O deputado do Partido Comunista Português Bruno Dias realizou uma visita ao concelho de Sintra no âmbito das suas responsabilidades na Assembleia da República na Comissão de Obras Públicas, Transportes e Comunicações.
Nesta visita, que teve lugar na Estação de Comboios da Portela de Sintra, no dia 9 de Março às 10.00 horas, frente ao terminal Rodoviário, contactou com responsáveis do Sindicato dos Transportes Rodoviários, de responsáveis da Comissão de Utentes da Linha de Sintra e de responsáveis da Comissão para a Mobilidade Sustentável do Concelho de Sintra. Esteve também presente o Vereador da CDU Baptista Alves.
Pretendeu-se com esta visita que as justas reivindicações dos habitantes do concelho de Sintra sobre as dificuldades ao nível da mobilidade do concelho de Sintra sejam equacionadas de uma forma concreta na Assembleia da República. Assim, o deputado do PCP irá levar todas as preocupações resultantes da visita e irá apresentá-las na Assembleia da República.
Para além destas questões, a Comissão da Mobilidade Sustentável do Concelho de Sintra aproveitou para informar que lançou, hoje mesmo, uma petição contra a colocação de portagens no IC16-IC30. http://petitiononline.com/IC16IC30/petition.html
Assunto: Estações de Comboios da Linha de Sintra
Destinatário: Ministério das Obras Públicas, Transportes e Comunicações
Exmo. Sr. Presidente da Assembleia da República
No âmbito da Margem Norte da Área Metropolitana de Lisboa, onde se insere o concelho de Sintra, pode-se afirmar de uma forma genérica que o principal problema que impede uma mobilidade sustentável prende-se com o uso excessivo do transporte individual, com os custos ambientais, económicos e sociais que isso acarreta.

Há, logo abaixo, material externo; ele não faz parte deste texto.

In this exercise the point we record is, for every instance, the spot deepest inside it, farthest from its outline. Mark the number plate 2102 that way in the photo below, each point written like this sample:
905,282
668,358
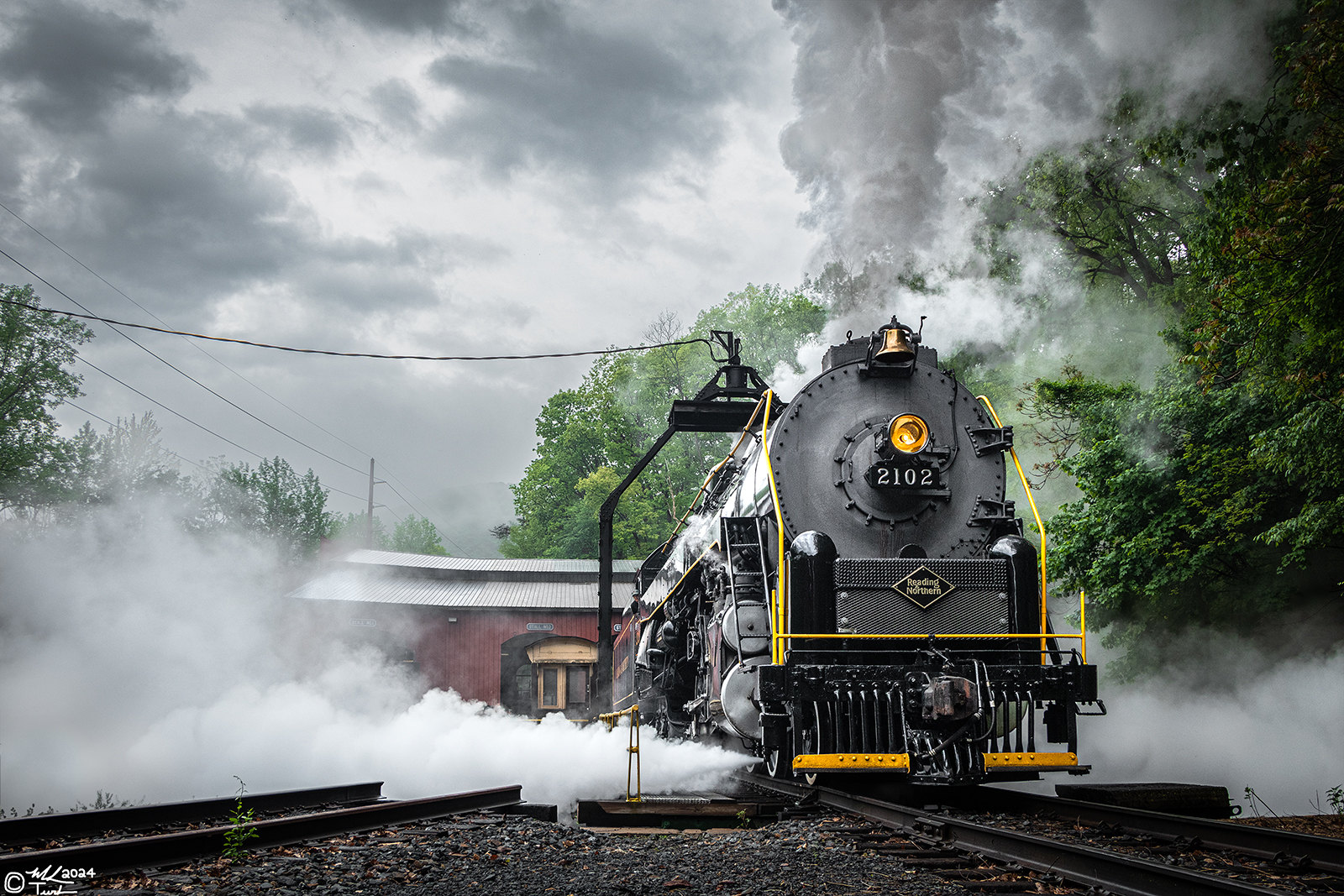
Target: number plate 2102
894,474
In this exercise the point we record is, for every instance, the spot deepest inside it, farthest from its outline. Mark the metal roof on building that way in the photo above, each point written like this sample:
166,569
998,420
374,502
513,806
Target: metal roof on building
386,577
622,569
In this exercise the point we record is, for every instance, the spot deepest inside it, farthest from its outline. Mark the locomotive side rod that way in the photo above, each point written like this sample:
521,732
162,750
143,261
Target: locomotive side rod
1085,866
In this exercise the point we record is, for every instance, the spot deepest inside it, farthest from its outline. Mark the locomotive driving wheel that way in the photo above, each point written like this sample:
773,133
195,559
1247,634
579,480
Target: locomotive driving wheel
779,763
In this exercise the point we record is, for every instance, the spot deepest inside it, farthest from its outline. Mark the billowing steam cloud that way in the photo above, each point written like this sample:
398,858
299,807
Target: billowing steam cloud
907,107
144,661
906,110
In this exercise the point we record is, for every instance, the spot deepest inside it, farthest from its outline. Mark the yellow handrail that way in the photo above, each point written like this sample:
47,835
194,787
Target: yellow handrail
1041,527
1082,622
632,761
777,595
1034,636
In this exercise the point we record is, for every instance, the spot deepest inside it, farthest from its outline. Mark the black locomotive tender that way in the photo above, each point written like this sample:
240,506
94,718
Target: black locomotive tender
907,634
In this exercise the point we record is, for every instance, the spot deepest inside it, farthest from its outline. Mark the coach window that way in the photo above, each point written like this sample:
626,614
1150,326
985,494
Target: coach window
575,685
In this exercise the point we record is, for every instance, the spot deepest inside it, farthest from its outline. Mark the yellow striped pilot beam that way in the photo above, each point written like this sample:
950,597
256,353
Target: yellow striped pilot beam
900,761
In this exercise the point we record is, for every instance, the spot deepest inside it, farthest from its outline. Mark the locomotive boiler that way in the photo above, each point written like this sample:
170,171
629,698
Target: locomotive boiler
853,591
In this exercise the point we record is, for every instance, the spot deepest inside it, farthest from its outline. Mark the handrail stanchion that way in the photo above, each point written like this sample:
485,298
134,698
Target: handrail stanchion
632,761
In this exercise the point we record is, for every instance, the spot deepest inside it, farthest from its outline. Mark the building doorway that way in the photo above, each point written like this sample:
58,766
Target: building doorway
543,674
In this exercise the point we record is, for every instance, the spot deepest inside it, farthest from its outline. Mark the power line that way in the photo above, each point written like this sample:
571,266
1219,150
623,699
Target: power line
323,351
121,427
113,324
195,345
170,450
170,410
91,316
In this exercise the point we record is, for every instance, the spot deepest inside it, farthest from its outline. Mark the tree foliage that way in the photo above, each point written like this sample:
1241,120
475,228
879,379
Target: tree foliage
272,500
1216,496
591,436
35,351
417,535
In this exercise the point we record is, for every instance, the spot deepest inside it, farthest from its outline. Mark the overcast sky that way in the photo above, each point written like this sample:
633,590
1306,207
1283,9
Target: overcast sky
447,176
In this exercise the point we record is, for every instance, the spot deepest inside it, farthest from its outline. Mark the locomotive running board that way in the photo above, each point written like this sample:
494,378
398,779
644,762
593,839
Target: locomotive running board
900,761
853,762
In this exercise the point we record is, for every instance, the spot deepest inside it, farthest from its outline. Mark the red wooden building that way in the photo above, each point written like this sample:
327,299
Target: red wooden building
514,633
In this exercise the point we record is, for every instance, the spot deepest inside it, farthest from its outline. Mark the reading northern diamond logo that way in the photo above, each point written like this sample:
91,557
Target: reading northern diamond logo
924,587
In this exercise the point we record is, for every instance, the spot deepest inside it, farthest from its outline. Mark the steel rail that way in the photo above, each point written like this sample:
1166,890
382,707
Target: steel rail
1084,866
172,849
17,832
1327,853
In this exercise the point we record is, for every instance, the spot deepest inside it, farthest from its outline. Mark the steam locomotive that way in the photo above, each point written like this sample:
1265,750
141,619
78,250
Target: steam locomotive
855,594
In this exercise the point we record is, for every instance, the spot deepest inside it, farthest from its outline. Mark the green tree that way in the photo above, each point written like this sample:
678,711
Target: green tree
1168,532
1215,497
276,503
35,351
417,537
591,436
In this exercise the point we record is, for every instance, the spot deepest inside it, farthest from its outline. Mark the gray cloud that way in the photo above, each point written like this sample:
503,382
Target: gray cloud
396,103
555,92
308,129
437,16
73,65
907,107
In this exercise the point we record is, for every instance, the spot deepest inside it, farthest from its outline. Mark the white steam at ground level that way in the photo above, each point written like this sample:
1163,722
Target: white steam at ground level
1231,718
139,660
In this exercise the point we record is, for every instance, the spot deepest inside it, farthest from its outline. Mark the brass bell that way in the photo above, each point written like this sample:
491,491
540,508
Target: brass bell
895,347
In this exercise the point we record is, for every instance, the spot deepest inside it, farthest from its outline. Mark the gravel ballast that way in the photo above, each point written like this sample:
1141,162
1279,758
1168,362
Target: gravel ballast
515,856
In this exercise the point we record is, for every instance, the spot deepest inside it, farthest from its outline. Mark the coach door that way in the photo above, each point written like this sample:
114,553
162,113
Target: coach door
562,669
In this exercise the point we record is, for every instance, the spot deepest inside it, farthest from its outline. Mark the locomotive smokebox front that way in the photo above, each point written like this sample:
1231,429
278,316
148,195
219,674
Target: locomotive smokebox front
885,463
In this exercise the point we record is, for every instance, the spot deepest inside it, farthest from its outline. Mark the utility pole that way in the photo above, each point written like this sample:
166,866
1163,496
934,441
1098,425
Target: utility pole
369,532
369,535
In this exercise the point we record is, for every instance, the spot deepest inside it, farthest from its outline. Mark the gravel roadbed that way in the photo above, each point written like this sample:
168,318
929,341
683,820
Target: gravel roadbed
517,856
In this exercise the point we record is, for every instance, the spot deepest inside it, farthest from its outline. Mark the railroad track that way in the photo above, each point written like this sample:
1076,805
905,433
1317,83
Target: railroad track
1142,855
121,851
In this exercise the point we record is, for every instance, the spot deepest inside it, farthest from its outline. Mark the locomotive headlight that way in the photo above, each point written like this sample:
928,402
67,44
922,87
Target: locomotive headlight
907,432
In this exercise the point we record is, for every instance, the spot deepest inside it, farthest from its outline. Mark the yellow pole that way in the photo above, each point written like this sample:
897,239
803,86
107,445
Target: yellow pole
1082,621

O sucessivo aumento da dependência do transporte individual a que foram obrigados os cidadãos que residem e/ou trabalham na Área Metropolitana de Lisboa deve-se essencialmente à passividade e permissividade perante uma especulação imobiliária desenfreada, à inexistência de uma politica integrada e global de ordenamento do território baseada na qualidade de vida das populações e no desenvolvimento sustentável (ambiente, social, económico e cultural/patrimonial), e à falta de uma politica de transportes para a Área Metropolitana de Lisboa.
Estas lacunas conduziram ao aparecimento de cidades dormitórios, a grandes deslocações pendulares (casa/trabalho/casa), à falta de articulação entre os vários modos de transporte diminuindo eficiência global do sistema de transportes, a uma eficiente rede de transportes colectivos e de interfaces e a tarifários díspares e dispendiosos.
Ao nível do concelho de Sintra, o crescimento anárquico e desenfreado, tornando Sintra no segundo Concelho do País em população, sem que tivessem sido acauteladas as infra-estruturas de uma forma geral e em particular o sistema de transportes transformou o concelho no paradigma daquilo que não pode ser feito em ordenamento do território.
Em síntese, pode-se afirmar que os principais entraves à mobilidade no Concelho de Sintra são o congestionamento automóvel no interior das freguesias, o tráfego de passagem, nomeadamente de viaturas pesadas, a carência na oferta de estacionamentos, a insuficiência e desarticulação nos sistemas de transportes colectivos (frequência, horários), os conflitos de uso no espaço público, com as actividades de logística e horários de cargas/descargas, a elevada indisciplina no estacionamento, entre outros.
O transporte ferroviário, não sendo apenas a única solução do problema de mobilidade no concelho de Sintra, tem um papel preponderante, uma vez que é utilizado por cerca de 210 mil utentes.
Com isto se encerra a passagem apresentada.